From Deseret News archives:
Local directors, themes gain buzz at Sundance
Festival fortunate for LDS filmmakers' strong entries, official says
"We love being in Utah, but everyone has to go through the same submissions process," said festival director Geoff Gilmore.
As evidence, just ask rejected local filmmakers.
"Saints and Soldiers" was a big hit and multiple award-winner at many other film festivals last year, but Sundance passed on the World War II drama.
And in 2000, Richard Dutcher's "God's Army," about Mormon missionaries in Los Angeles, was also turned away. Dutcher said at the time, "I wonder if it would have gotten in if it had been about a gay missionary on a murder spree."
On the other hand, local filmmaker Jared Hess didn't have to resort to anything quite that drastic with "Napoleon Dynamite," which easily got into the Sundance dramatic competition last year and became one of the festival's biggest success stories. (Though Hess shot the film in Idaho, he lives in West Jordan and attended Brigham Young University.)
Hess spent some $200,000 to make the low-key, oddball comedy, and after its first Sundance screening, "Napoleon Dynamite" was picked up by MTV Films and co-distributor Fox Searchlight for $3 million.
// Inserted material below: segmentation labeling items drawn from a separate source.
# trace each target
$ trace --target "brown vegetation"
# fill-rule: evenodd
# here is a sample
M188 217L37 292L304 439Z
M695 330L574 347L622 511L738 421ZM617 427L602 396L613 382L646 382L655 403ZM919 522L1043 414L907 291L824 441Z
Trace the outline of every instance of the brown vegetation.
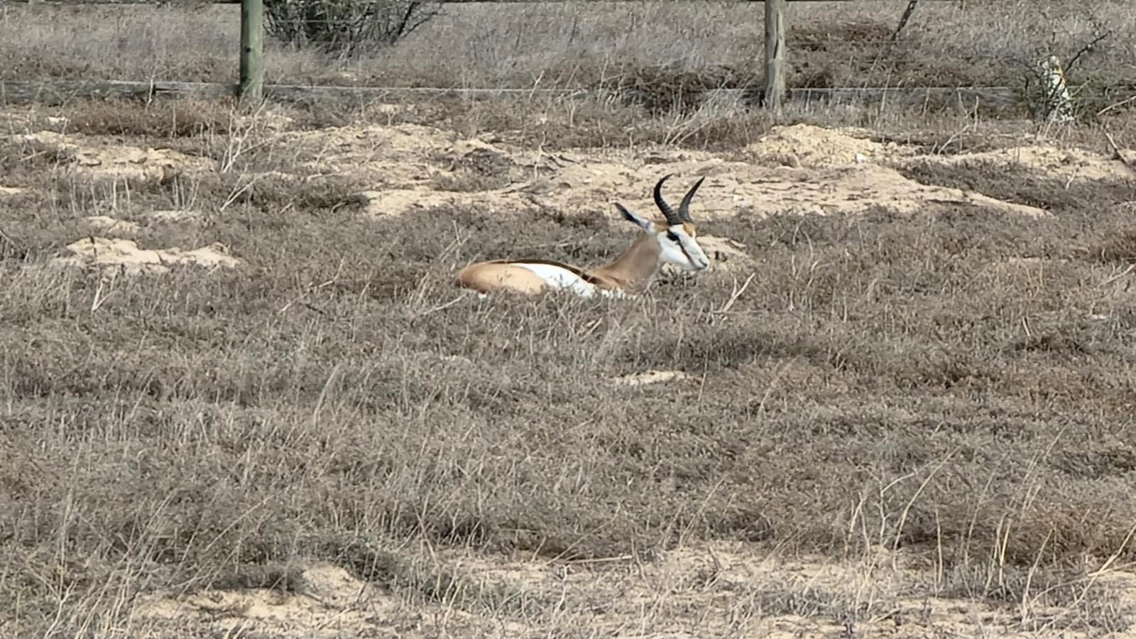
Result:
M1119 33L1134 23L1103 7L1118 35L1081 64L1106 83L1131 76ZM231 81L235 59L217 52L232 50L232 9L0 9L0 38L23 34L0 73ZM741 84L759 47L754 9L446 7L448 28L478 38L441 30L442 48L424 27L348 70L642 89L724 65L715 81ZM1033 47L1027 9L920 7L899 48L917 61L866 70L863 39L886 35L891 17L793 6L794 73L1008 83L985 51ZM1067 13L1076 40L1088 27ZM184 30L160 28L170 16ZM596 42L611 43L611 65ZM28 53L45 43L53 56ZM1105 57L1114 64L1093 66ZM329 69L308 52L273 59L274 80ZM649 106L5 110L0 633L211 637L245 622L262 637L1130 632L1136 224L1133 181L1109 165L1101 130L927 109ZM712 174L721 160L738 164L718 181L745 163L751 189L830 190L821 160L851 160L828 147L784 161L753 151L800 122L866 126L879 148L911 153L869 165L986 199L937 190L902 210L880 199L854 216L770 215L710 180L700 235L735 252L708 273L665 275L625 301L479 300L453 284L487 256L598 264L626 247L608 186L557 182L557 167L591 180L599 169L585 169L612 158L660 175ZM1104 122L1134 144L1119 109ZM336 128L358 123L484 148L410 161L389 139ZM42 132L57 138L23 136ZM1042 143L1068 152L1056 168L1013 159ZM542 179L591 200L544 205ZM532 192L491 198L521 183ZM399 190L426 204L396 214L382 198ZM440 193L448 204L428 204ZM1021 213L1037 209L1049 215ZM237 266L53 260L99 233L139 254L216 248ZM617 383L628 379L654 381ZM264 613L284 600L300 616Z
M725 541L887 548L934 565L941 597L1052 588L1047 605L1072 606L1061 626L1128 626L1112 595L1088 609L1083 586L1061 584L1080 583L1080 562L1133 559L1130 183L908 163L921 182L1053 215L743 206L700 222L753 260L726 312L737 279L720 269L626 304L481 301L461 298L456 267L524 247L599 263L621 229L562 211L361 216L361 177L289 177L304 151L272 140L290 125L249 133L259 143L233 159L219 141L245 130L223 106L60 113L72 134L176 143L229 169L112 189L69 172L67 153L0 147L3 186L22 190L0 197L0 603L19 628L47 628L60 605L78 628L157 588L302 590L287 567L301 558L512 609L391 550L407 540L646 563ZM550 126L601 143L586 122ZM483 168L515 164L432 161L458 192L498 188ZM267 169L281 173L249 181ZM158 209L203 218L148 223ZM220 242L243 266L111 277L41 264L107 211L140 224L140 246ZM648 370L685 379L608 381Z

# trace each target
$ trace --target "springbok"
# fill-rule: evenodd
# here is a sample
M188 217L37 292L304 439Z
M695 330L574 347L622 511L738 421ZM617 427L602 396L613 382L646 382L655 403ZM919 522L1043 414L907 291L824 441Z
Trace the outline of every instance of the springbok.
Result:
M599 293L623 298L643 289L663 264L674 264L684 271L704 271L710 259L694 239L690 207L705 177L691 186L676 213L662 198L662 183L670 176L662 176L654 185L654 204L662 211L662 221L646 219L616 202L624 219L637 225L643 233L610 263L582 268L549 259L494 259L462 268L458 273L458 284L479 296L498 290L536 294L549 289L568 289L583 297Z

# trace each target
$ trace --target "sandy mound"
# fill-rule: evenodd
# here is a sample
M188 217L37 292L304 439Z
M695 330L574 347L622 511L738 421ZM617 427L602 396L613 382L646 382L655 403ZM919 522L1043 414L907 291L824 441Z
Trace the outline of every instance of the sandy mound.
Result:
M207 268L236 267L240 264L229 257L228 249L219 242L194 250L140 249L133 240L84 238L67 244L73 255L58 257L53 264L64 266L112 266L127 273L165 273L175 264L191 264Z
M287 589L140 597L133 621L139 629L176 628L194 636L317 639L527 637L569 625L605 637L636 628L641 632L633 634L642 637L922 638L1049 637L1053 629L1027 631L1019 615L1060 623L1071 613L1033 599L997 605L936 597L930 567L883 548L843 562L759 555L732 542L678 548L651 562L630 556L527 562L437 550L424 565L460 580L460 596L410 604L421 590L381 590L340 567L312 563L292 571ZM1094 581L1124 601L1136 588L1130 573L1102 572ZM1062 630L1061 636L1088 634Z
M914 157L911 149L894 142L872 142L858 130L803 124L777 127L753 144L747 151L753 161L666 150L542 155L411 125L342 127L329 133L292 135L300 148L318 155L307 160L309 168L368 175L382 185L362 193L369 202L367 211L375 216L461 207L493 214L556 209L617 218L615 201L654 214L651 189L667 173L676 174L667 184L673 201L680 199L696 177L707 177L694 206L698 221L741 210L757 215L858 215L871 207L885 207L912 214L928 202L976 204L1030 216L1046 213L960 189L919 184L879 164L887 158ZM790 151L796 153L796 167L783 166L777 159ZM858 155L863 161L857 161ZM469 166L504 177L507 185L437 189L436 176L457 175L451 172L468 171Z
M742 155L759 164L793 167L840 166L914 155L908 147L874 142L870 136L871 133L862 128L824 128L811 124L775 126L746 147Z
M150 623L212 619L214 628L241 636L242 630L257 629L273 637L333 638L351 629L383 628L375 616L393 617L399 612L398 599L374 594L366 582L337 566L314 564L295 581L300 592L250 588L206 590L181 599L143 597L135 615ZM358 606L360 601L366 606Z
M285 133L312 174L364 175L376 185L428 189L438 163L488 144L460 140L457 133L415 124L341 126ZM465 146L463 146L465 144Z
M367 210L371 215L406 215L437 206L493 213L551 208L578 215L610 215L616 219L618 213L612 202L619 201L643 215L657 215L650 193L665 172L677 173L668 182L673 201L682 199L685 188L698 176L708 176L692 206L695 222L743 210L760 216L859 215L883 207L913 214L929 202L975 204L1029 216L1047 215L1039 208L971 191L920 184L894 168L875 164L805 171L721 160L687 160L665 167L610 163L576 166L532 182L481 192L438 192L425 188L369 191Z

So far it has earned $45 million at the box office and is an enormous success on DVD.
This year there are three new films with local connections in the Sundance Film Festival.
"We've just been fortunate the past couple of years," Gilmore said, "that some particularly strong films have come from LDS filmmakers and some of our former volunteers."
One of the films to which Gilmore refers is the documentary "New York Doll," by former Utah resident and BYU graduate Greg Whiteley, which has been stimulating a lot of buzz among moviegoers.
"New York Doll" profiles former glam-rock musician and LDS Church member Arthur "Killer" Kane. And it deals specifically with his conversion to the LDS faith, which Kane describes in the film as being "like an LSD trip from the Lord only without the drugs."
In addition to his subject, Whiteley interviewed Kane's home teachers and his co-workers in the LDS Family History Center in Los Angeles. The film also includes a long-awaited musical reunion between Kane and his former New York Dolls bandmates. (Toward the end of the documentary, Kane is diagnosed with leukemia; he died before the film was finished last year.)